Two independent analyses (under each tree prior) were run for 400 million generations, sampling every 400,000. The resulting distributions of parameters were checked for convergence using Tracer v 1.564 ensuring effective sample size values (ESS) to be greater than 200. The posterior distributions of trees were summarized in a maximum clade credibility tree discarding 25% as burnin using median heights for node age estimates.
Speciation rates and phylANOVA analyses
We used the Bayesian Analysis of Macroevolutionary Mixture (BAMM, www.bamm-project.org) to estimate marginal distributions of speciation and extinction rates for each branch in a phylogenetic tree65. BAMM uses reversible jump Markov Chain Monte Carlo (rjMCMC) method to detect automatically rate shifts and sample distinct evolutionary dynamics (speciation and extinction) that best explain the whole diversification dynamics of the clade. The program is designed to work with datasets that contain large numbers of missing species. The method takes into account incomplete taxon sampling in phylogenetic trees by incorporating missing lineages at the tree inference stage once provided clade-specific sampling probabilities65,66.
We provided BAMM with the proportion of species sampled per genus (i.e., 1/number of species in genus). Priors were estimated with BAMMTools26 using the function “setBAMMpriors”. We set a rjMCMC for 11∙106 generations and sampled every 1,000 generations. We used ESS values to assess the convergence of the run, considering values above 200 as indicative of good convergence. To visualize where in the tree the shifts occurred, we generated mean phylorate plots which represent the mean speciation rate sampled from the posterior at any point in time along any branch of the phylogenetic tree26. BAMM identifies a set of most credible rate shifts ordering them by posterior probability. Here, we selected twelve credible rate shift sets based on a Bayes Factor (BF) considering a BF value between 3 and 12 as positive evidence, BF > 12 as strong evidence and BF >150 as very strong evidence67. All details and outputs are available at DOI: 10.6084/m9.figshare.3795834.

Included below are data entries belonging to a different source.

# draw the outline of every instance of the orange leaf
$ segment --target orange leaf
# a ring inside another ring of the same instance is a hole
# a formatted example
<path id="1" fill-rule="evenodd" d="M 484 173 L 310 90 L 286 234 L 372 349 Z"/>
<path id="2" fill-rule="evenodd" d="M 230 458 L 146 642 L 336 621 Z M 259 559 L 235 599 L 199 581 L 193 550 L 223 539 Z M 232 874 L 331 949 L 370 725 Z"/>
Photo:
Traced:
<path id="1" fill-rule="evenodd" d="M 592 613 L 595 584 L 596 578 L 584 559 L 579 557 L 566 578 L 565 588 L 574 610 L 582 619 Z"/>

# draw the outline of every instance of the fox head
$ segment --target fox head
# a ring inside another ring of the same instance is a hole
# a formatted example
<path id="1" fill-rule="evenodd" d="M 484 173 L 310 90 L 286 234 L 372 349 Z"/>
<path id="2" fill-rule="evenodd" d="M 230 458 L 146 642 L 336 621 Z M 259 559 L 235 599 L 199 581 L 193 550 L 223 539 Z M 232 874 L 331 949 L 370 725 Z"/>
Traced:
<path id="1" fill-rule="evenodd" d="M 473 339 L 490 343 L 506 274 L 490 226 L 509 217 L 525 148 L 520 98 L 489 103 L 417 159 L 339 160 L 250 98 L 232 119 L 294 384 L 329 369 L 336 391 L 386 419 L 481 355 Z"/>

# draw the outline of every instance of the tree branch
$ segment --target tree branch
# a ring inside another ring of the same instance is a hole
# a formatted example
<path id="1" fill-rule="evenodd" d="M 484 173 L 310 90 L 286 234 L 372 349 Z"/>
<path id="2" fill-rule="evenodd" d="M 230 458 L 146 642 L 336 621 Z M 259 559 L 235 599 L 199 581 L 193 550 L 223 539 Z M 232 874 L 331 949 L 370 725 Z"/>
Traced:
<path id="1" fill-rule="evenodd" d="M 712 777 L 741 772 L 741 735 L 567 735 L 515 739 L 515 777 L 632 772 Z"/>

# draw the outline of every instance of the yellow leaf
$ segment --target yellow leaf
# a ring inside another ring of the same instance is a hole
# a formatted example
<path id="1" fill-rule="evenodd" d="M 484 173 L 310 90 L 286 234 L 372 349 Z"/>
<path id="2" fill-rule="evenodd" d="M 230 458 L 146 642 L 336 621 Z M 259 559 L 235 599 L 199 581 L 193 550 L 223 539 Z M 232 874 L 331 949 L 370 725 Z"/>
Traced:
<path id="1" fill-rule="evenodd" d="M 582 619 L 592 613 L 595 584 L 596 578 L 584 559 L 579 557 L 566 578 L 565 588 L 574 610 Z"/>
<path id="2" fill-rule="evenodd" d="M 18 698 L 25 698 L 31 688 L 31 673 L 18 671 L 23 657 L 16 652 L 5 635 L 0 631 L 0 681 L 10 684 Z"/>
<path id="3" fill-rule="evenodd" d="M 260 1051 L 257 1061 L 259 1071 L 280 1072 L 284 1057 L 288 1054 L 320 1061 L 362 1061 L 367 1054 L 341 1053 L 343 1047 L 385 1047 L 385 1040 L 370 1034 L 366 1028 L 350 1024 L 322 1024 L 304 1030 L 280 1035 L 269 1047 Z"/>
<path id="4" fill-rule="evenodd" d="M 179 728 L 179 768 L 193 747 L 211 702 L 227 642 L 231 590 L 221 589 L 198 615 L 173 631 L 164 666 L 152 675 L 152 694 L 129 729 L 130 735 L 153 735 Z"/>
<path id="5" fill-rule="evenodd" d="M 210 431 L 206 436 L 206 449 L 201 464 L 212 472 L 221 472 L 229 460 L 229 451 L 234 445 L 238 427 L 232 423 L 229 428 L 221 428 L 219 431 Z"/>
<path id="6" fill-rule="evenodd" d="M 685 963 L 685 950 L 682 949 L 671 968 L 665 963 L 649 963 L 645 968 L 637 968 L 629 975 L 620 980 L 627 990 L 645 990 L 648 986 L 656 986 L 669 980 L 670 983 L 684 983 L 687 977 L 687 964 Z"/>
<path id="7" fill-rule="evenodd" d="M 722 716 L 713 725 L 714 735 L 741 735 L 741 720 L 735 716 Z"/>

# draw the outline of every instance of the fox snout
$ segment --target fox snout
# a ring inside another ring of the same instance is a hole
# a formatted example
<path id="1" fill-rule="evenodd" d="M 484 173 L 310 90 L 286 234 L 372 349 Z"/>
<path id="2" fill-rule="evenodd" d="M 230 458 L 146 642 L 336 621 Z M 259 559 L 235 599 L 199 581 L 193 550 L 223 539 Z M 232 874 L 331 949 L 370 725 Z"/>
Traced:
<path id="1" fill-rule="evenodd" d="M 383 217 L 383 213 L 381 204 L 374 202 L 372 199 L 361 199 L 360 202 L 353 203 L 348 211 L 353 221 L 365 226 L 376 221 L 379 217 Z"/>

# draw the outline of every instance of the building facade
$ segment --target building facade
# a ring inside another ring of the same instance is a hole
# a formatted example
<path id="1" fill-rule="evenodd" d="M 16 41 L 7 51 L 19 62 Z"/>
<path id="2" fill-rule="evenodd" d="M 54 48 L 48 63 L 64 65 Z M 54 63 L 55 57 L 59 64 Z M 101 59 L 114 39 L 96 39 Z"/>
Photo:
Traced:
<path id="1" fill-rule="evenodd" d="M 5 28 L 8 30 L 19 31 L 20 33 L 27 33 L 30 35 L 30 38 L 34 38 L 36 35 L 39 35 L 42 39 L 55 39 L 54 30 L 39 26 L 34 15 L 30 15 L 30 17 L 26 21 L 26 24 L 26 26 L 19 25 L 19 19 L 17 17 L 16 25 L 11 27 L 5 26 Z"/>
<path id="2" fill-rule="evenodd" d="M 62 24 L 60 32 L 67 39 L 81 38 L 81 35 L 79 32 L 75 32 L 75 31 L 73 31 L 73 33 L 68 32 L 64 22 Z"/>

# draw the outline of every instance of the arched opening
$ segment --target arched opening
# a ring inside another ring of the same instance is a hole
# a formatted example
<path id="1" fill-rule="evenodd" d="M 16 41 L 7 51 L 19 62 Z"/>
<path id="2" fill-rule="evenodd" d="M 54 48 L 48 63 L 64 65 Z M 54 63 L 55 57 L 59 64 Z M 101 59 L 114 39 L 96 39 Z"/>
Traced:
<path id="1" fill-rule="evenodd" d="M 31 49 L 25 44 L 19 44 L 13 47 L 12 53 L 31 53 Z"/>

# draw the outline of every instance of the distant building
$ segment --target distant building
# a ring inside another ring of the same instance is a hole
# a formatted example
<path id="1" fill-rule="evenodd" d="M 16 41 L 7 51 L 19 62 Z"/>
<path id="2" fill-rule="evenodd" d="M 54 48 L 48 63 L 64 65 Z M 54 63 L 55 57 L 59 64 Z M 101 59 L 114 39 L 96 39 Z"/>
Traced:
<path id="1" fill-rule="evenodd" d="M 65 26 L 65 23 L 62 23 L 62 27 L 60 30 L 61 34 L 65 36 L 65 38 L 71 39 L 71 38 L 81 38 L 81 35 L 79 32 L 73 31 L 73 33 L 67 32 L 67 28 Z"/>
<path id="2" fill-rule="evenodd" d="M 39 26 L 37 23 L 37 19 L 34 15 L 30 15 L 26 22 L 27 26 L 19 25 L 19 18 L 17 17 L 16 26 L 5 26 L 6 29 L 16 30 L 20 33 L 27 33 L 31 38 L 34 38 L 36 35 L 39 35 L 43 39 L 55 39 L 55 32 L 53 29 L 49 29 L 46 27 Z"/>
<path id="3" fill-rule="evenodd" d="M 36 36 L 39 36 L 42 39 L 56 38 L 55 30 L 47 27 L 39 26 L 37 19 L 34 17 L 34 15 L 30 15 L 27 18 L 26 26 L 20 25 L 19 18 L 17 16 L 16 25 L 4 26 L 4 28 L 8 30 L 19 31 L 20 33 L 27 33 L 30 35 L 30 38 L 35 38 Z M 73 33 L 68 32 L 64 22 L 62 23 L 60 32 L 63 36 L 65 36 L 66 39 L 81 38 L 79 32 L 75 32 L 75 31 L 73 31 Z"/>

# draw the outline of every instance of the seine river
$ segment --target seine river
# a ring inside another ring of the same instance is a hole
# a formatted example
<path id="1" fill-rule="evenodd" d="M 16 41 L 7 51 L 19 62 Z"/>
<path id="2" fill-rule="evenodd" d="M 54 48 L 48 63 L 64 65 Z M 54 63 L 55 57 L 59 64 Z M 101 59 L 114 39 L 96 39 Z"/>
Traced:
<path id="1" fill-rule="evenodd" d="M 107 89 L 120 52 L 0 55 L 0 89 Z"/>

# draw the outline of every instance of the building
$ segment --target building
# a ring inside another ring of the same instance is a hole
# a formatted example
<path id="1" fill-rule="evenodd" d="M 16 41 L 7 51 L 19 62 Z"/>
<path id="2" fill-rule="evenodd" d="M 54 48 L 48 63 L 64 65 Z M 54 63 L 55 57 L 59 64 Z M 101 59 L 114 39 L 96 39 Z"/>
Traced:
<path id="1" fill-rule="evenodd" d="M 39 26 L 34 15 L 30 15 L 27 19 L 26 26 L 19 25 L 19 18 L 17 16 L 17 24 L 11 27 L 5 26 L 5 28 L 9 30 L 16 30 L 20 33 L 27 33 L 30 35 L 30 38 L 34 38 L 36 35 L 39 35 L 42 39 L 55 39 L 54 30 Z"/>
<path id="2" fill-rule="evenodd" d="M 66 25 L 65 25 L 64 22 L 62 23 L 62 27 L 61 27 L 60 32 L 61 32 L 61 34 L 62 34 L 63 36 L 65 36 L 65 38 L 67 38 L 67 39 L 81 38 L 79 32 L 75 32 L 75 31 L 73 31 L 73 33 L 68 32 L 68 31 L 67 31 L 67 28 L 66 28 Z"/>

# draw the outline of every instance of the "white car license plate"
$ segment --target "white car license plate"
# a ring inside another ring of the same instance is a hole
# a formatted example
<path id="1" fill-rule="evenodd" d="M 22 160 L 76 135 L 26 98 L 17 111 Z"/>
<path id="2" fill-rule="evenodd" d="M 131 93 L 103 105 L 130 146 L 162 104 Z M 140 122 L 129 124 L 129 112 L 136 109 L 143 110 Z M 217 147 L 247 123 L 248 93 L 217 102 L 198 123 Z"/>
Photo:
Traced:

Phylogenetic analyses of variances were used to test differences in speciation rates among raphid pennate diatoms and centric diatoms using the function phylANOVA in the R-package phytools68. phylANOVA compares results based on raw phylogenetic data to those based on phylogenetic model simulations to create an appropriate null distribution69.
Acknowledgments
We thank R. Massana, F.M. Cornejo-Castillo and A. Roura for comments on the manuscript. This research was supported by grants 10PXIB312058PR from Xunta de Galicia and CTM2014- 54926-R from the Spanish Ministry of Economy and Competitiveness. P.C. was supported by Ramon y Cajal contract from the Spanish Ministry.
Author contribution
ACB and PC conceived and designed the experiment, ACB selected and downloaded the sequences, ACB and SR performed the phylogenetic analysis, ACB and DR did the diversification rate analysis, ACB wrote the first draft of the manuscript and all authors contributed substantially to revisions.
Competing financial interest
The authors declare no competing financial interest.